Nach einem kurzen und beschwerlichen Ritt durch den Wald, habt ihr schließlich die Straße erreicht. Und auf dieser befindet ihr euch nun schon seit geschlagenen sieben Stunden, ohne eine Rast eingelegt zu haben: Ihr wollt nämlich unbedingt noch heute Abend Voonlar erreichen, eure Belohnung vom Bürgermeister einstreichen und euch dann im Gasthaus zum "Pfeifenden Magus" nach einem ausgiebigen heißen Bad am prasselnden Kaminfeuer satt essen und euer aktuellstes Abenteuer den staunenden Dorfbewohnern zum Besten geben. So oder so ähnlich jedenfalls mag sich der eine oder andere von euch den kommenden Abend vorgestellt haben.

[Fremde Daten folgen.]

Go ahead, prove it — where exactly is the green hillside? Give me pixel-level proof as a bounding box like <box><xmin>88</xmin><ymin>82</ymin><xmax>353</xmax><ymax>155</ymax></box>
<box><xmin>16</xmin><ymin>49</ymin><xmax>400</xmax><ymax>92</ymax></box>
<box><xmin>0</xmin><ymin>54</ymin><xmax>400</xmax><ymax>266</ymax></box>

Doch noch habt ihr einen zweistündigen Ritt vor euch und langsam dämmert es schon...
Phelix, Durin
Unterdessen in besagter Taverne in Voonlar:
Die Stimmung im "Pfeifenden Magus" ist heute Abend sehr trüb. Die meisten Leute - Bauern, Handwerker, einfaches Volk - sitzen alleine an den kleinen, runden Tischen und starren schweigend in ihre Bierhumpen oder vergraben ihr Gesicht in den Händen. Hinter der Theke steht ein hagerer siebzehnjähriger Bursche, der unsicher einem kräftigen Zwergen dabei zusieht, wie er gerade ein Fass aus dem Keller hochschleppt. Besagter Zwerg, den man im weiteren Umkreis auch als "den Freund der Wirte" kennt, ist eigentlich heute Abend nach Voonlar und in das für sein gutes Bier berühmte Gasthaus gekommen, um einen ausgelassenen Abend zu verbringen. Stattdessen fand er das gesamte Dorf in Alarmbereitschaft. Dunkelelfen hatten in der vorigen Nacht das Dorf überfallen und über die Hälfte der Dorfbewohner dahingeschlachtet. Es musste ein zweiter Friedhof im Süden des Dorfes angelegt werden, da die ganzen Leichen keinen Platz mehr fanden und der Gestank von Blut und Tod liegt immernoch in der Luft.
Und auch Agdol, der herzliche Wirt des Pfeifenden Magus, ist diesem Anschlag zum Opfer gefallen, zusammen mit seiner Frau. Agdols Sohn hat das Gasthaus nun viele Jahre früher als erwartet geerbt, und dementsprechend unbeholfen verrichtet er seine Arbeit. Durin befand also, dass der Junge eine helfende Hand gebrauchen könnte, insbesondere, da sich das Gasthaus durch den Anschlag der Drow in desolatem Zustand befand.
Ferner geht das Gerücht um, dass es in jener Nacht auch an anderen Orten Überfälle von Drow gab, hauptsächlich im Dolchtal, welches im Westen liegt.
An einem der Ecktische im Pfeifenden Magus hat vor etwa einer Stunde ein junger Edelmann Platz genommen. Jedenfalls macht er den Eindruck, als sei es ein Edelmann. Phelix, so heißt er, hat gerade ein Päckchen abgeliefert für die Organisation, für die er arbeitet, und hat jetzt ersteinmal viel Zeit und wenig Pflichten. Er ist gerade erst in Voonlar angekommen und hat auch sogleich vom nächstbesten Passanten von dem schrecklichen Gemetzel erfahren. Und auch wenn ihn die Tatsache, dass soviele Unschuldige ihr Leben ließen innerlich etwas betrübt, so wittert er hier und jetzt die Gelegenheit auf einen lukrativen Auftrag - denn die Dörfler sehen nicht so aus, als ob sie alleine mit diesem Problem fertig würden.
Mit einem geräuschvollen "Bumm" stellt Durin das Bierfass auf den Boden - endlich fertig! Er hat den ganzen Nachmittag geholfen, das verwüstete Gasthaus wieder auf Vordermann zu bringen und ist nun ziemlich erschöpft, und dankbar, dass alles getan ist, und er sich nun dem angenehmen Teil des Abends zuwenden kann.